Stand:updated on 04.06.2025 | Topic Insider monitoring Insider surveillance
Making use of inside information is prohibited and constitutes a criminal offence. The Market Abuse Regulation (Regulation (EU) No 596/2014 – MAR), which covers financial instruments, and the Markets in Crypto-Assets Regulation (Regulation (EU) No 2023/1114 – MiCAR), which covers cryptoassets, contain rules designed to safeguard investors’ trust in functioning markets and to ensure a level playing field for investors.
Insiders are aware of circumstances relating to listed companies that are not in the public domain and that could significantly impact the share price – for example, because they have access to this inside information by virtue of their profession. Examples of inside information include the knowledge that a listed company is planning a corporate action, or that is it about to acquire a significant participation.

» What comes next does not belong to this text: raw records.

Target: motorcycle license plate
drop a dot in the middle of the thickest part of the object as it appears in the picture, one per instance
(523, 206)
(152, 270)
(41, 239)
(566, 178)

However, a criminal offence is committed by anyone who makes use of their inside knowledge for their own benefit or on behalf of others and, on the basis of this inside knowledge, buys or sells financial instruments, or modifies or cancels existing orders, regardless of how they came by the inside information. Passing on inside information to another person without authorisation is also prohibited, as is inducing someone to buy or sell securities on the basis of inside information, or recommending that they do so.
A similar ban in relation to cryptoassets has also been in place since 30 December 2024.
Monitoring compliance with the prohibition on insider trading
BaFin investigates indications of insider trading. Two key pieces of legislation in this area are the German Securities Trading Act (Wertpapierhandelsgesetz – WpHG) and the German Cryptomarkets Supervision Act (Kryptomärkteaufsichtsgesetz – KMAG), which give BaFin wide-ranging powers such as the right to demand information from anyone.
Where a suspicion is corroborated, BaFin files a criminal complaint with the competent public prosecutor. Insider trading is punishable by imprisonment of up to five years or by the imposition of fines. If insider trading, unauthorised disclosure of inside information or an inducement/recommendation to buy or sell securities is committed recklessly rather than deliberately, BaFin is authorised to pursue the case itself as an administrative offence. In the case of cryptoasset transactions, it is enough for the offence to have been committed negligently.
Publication requirements such as ad hoc disclosure requirements and, in the case of financial instruments, the requirement to submit notices of managers’ transactions aim to prevent insider trading happening in the first place, since information that is in the public domain can no longer be used for insider trading.